The Step-Up Parent

It’s the day after Father’s Day, but I don’t believe honoring the father in your life should be limited to just one day.

The father in my life… is my husband.

It’s easy enough to love your own flesh-and-blood children. With exception, of course. There are families who truly have no sense of loyalty or unconditional love. I work with high school students everyday, who have to fight for their parents love and attention.

But my husband is not that kind of parent.

My oldest son, my husband’s stepson, met my husband when he was just shy of three years old. My son is sweet and dynamic, and also on the autism spectrum. Which makes him absolutely brilliant, but also sometimes results in challenging moments of communication.

But my husband loves my son through it all.

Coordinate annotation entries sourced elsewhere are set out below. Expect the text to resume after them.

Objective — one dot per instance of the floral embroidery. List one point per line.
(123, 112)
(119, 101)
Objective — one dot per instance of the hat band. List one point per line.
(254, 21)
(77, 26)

He walked into a marriage with me – and my son – with eyes wide open. He embraced the unique and most frustrating role of being a stepparent; a role in which one is expected to play the part of a parent and take on all of the responsibilities associated with it, but then isn’t honored as such in our society.

Case in point – my son was with his father on Father’s Day. As he should be. But where does that leave my husband? Or my son’s stepmother, for that matter? Because my son sees me on Mother’s Day, and not her.

My husband has no legal right to my son. Should something happen to me, the ability for my husband to continue a relationship with my son, who’s now known his stepfather for the majority of his life, relies solely on the judgment of the remaining biological parent.


With our changing society and the monochrome 1950’s version shifting into a 2019 collage with every color of the rainbow, we need to consider how to honor – legally and otherwise – those heroic individuals, who take on probably one of the hardest roles someone could ever choose to play.


With our changing society and the monochrome 1950’s version shifting into a 2019 collage with every color of the rainbow, we need to consider how to honor – legally and otherwise – those heroic individuals, who take on probably one of the hardest roles someone could ever choose to play.

Because if being a parent is tough, try being a stepparent. It’s hard enough to step up and be a good biological parent, and that’s instinctual. I can only imagine how much harder it is to be a stepparent.

But my husband does it so well. He’s able to balance being a good father to our biological baby and good stepfather to my biological baby with someone else.

Which, in my mind, makes him the step-up parent, not just the step parent.